Ecouter la Parole de Dieu, c’est aussi lui obéir, comme un enfant obéissant écoute ses parents. L’obéissance en soi n’est pas progressive. Elle est d’un seul tenant, d’un seul bloc. On obéit ou l’on obéit pas. Il n’y a pas d’entre deux. Lorsque l’Ecriture me dit : Ecoute, elle m’appelle à l’obéissance parfaite. Cette obéissance n’est jamais despotique, jamais dominatrice, jamais infantilisante parce qu’elle part de Dieu qui est amour et conduit à Dieu qui est amour. La sainte Ecriture traduit cela magnifiquement lorsqu’elle résume toute l’obéissance voulue et exigée de Dieu en un seul commandement : tu aimeras, tu aimeras ton Dieu, tu aimeras ton prochain. Ecouter, obéir, et aimer sont des verbes synonymes lorsqu’ils se rapportent à Dieu.
« Écoute, Israël : le Seigneur notre Dieu est l’unique Seigneur. Tu aimeras le Seigneur ton Dieu de tout ton cœur, de toute ton âme, de tout ton esprit et de toute ta force. Voici le second : Tu aimeras ton prochain comme toi-même. Il n’y a pas de commandement plus grand que ceux-là. »
Ce commandement tu le connais bien. Et pourtant, tu n’entends pas toujours bien ce qu’il te dit. La loi d’Israël reprise par la foi chrétienne t’appelles à aimer le Seigneur ton Dieu, de tout ton cœur, de toute ton âme, de tout ton esprit et de toute ta force.

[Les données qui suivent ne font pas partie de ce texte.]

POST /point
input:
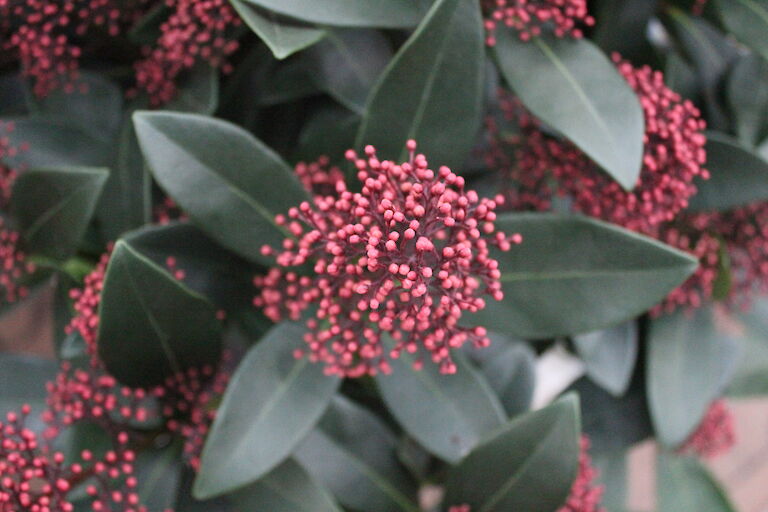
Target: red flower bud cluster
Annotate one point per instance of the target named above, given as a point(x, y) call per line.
point(585, 495)
point(404, 258)
point(715, 434)
point(530, 17)
point(41, 33)
point(197, 31)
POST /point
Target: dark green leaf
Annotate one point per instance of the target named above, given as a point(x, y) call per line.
point(95, 107)
point(126, 202)
point(159, 475)
point(330, 132)
point(690, 362)
point(614, 423)
point(610, 355)
point(528, 466)
point(573, 275)
point(52, 207)
point(56, 142)
point(685, 484)
point(447, 414)
point(432, 90)
point(287, 488)
point(283, 37)
point(208, 268)
point(509, 366)
point(353, 454)
point(347, 64)
point(189, 154)
point(358, 13)
point(151, 326)
point(737, 176)
point(573, 87)
point(748, 21)
point(269, 407)
point(751, 376)
point(748, 98)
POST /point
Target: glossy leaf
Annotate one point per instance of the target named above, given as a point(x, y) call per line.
point(748, 99)
point(610, 355)
point(748, 21)
point(353, 454)
point(737, 176)
point(614, 423)
point(270, 405)
point(357, 13)
point(690, 362)
point(208, 268)
point(432, 90)
point(685, 484)
point(509, 366)
point(347, 64)
point(126, 201)
point(447, 414)
point(151, 326)
point(287, 488)
point(52, 207)
point(189, 154)
point(573, 87)
point(506, 472)
point(283, 37)
point(751, 376)
point(573, 275)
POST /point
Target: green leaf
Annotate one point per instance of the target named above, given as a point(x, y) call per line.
point(357, 13)
point(159, 475)
point(573, 275)
point(689, 364)
point(283, 37)
point(432, 90)
point(52, 207)
point(737, 176)
point(198, 93)
point(748, 100)
point(22, 381)
point(573, 87)
point(610, 355)
point(751, 376)
point(447, 414)
point(270, 405)
point(209, 269)
point(529, 466)
point(287, 488)
point(748, 21)
point(353, 454)
point(347, 64)
point(509, 366)
point(151, 326)
point(189, 154)
point(685, 484)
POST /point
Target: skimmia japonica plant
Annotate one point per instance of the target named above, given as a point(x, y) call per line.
point(319, 255)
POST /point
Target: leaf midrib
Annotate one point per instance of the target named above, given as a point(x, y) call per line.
point(234, 190)
point(53, 210)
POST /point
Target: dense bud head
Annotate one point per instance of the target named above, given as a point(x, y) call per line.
point(404, 258)
point(564, 18)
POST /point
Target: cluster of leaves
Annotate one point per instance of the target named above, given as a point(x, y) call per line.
point(311, 79)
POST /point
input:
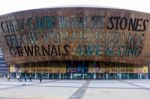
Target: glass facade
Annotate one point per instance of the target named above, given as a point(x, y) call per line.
point(3, 65)
point(80, 70)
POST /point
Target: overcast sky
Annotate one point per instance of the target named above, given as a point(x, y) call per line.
point(8, 6)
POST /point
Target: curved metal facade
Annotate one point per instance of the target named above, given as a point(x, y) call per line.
point(92, 34)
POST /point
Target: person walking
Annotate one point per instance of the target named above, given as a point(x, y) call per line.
point(40, 77)
point(30, 78)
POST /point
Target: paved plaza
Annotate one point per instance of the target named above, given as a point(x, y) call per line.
point(75, 89)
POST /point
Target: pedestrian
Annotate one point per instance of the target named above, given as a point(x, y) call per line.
point(8, 77)
point(40, 78)
point(18, 77)
point(25, 78)
point(30, 78)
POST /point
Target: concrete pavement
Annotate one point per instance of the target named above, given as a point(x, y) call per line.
point(75, 89)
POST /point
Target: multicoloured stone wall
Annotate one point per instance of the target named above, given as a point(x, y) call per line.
point(90, 34)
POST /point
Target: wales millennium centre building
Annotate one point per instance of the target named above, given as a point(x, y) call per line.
point(77, 43)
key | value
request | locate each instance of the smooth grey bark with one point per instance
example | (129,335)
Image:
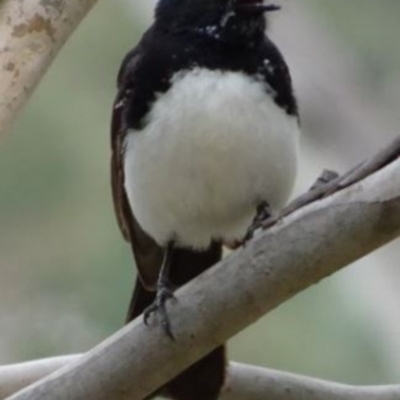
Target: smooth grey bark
(31,34)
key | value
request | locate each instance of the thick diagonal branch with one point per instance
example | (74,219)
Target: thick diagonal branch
(300,250)
(243,383)
(31,33)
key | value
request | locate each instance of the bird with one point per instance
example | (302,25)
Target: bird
(204,140)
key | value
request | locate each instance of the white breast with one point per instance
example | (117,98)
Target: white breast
(213,146)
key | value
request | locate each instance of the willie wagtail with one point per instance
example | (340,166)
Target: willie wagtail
(204,131)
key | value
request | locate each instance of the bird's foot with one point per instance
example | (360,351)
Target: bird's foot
(263,213)
(164,293)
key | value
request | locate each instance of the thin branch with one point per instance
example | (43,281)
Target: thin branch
(300,250)
(243,383)
(31,34)
(256,383)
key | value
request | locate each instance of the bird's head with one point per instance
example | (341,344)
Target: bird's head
(230,20)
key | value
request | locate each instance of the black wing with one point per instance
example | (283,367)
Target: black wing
(147,254)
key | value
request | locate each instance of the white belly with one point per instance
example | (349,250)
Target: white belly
(213,147)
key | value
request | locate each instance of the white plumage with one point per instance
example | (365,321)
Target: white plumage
(214,146)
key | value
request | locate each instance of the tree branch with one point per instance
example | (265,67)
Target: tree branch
(243,383)
(297,252)
(31,34)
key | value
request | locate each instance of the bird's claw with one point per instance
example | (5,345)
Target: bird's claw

Ce n’est pas seulement une partie de ton être qui est appelée à Dieu, mais tout ton être : cent pour cent de ton cœur et cent pour cent de ton âme et cent pour cent de ton esprit et cent pour cent de ta force. Tout ton être est appelé à se tendre tout entier dans l’amour vers le Seigneur ton Dieu. Et cette tension de tout ton être vers le Seigneur ton Dieu, cet élan d’amour vers l’Amour qui est Dieu porte en lui-même l’amour du prochain demandé par le second commandement.
Si nous relisons notre vie à la lumière du commandement de l’amour nous nous rendons compte bien vite que notre cœur, notre âme, notre esprit, notre force, ne se tournent que très partiellement vers Dieu et c’est pourquoi notre charité fraternelle est si peu ardente, si peu inventive, si chétive, si faiblarde. Il convient d’en prendre acte, non pas pour se décourager, mais pour trouver un nouvel élan, pour raviver en nous la flamme de l’amour auquel le Seigneur nous appelle.
Demandons de tout notre cœur, à Jésus notre seul maître et notre Seigneur, de nous brûler de son Esprit d’amour afin qu’il libère notre cœur, notre âme, notre esprit et notre force de tout ce qui nous enchaîne, de tout ce qui nous empêche d’aimer véritablement et notre Dieu et notre prochain. Amen.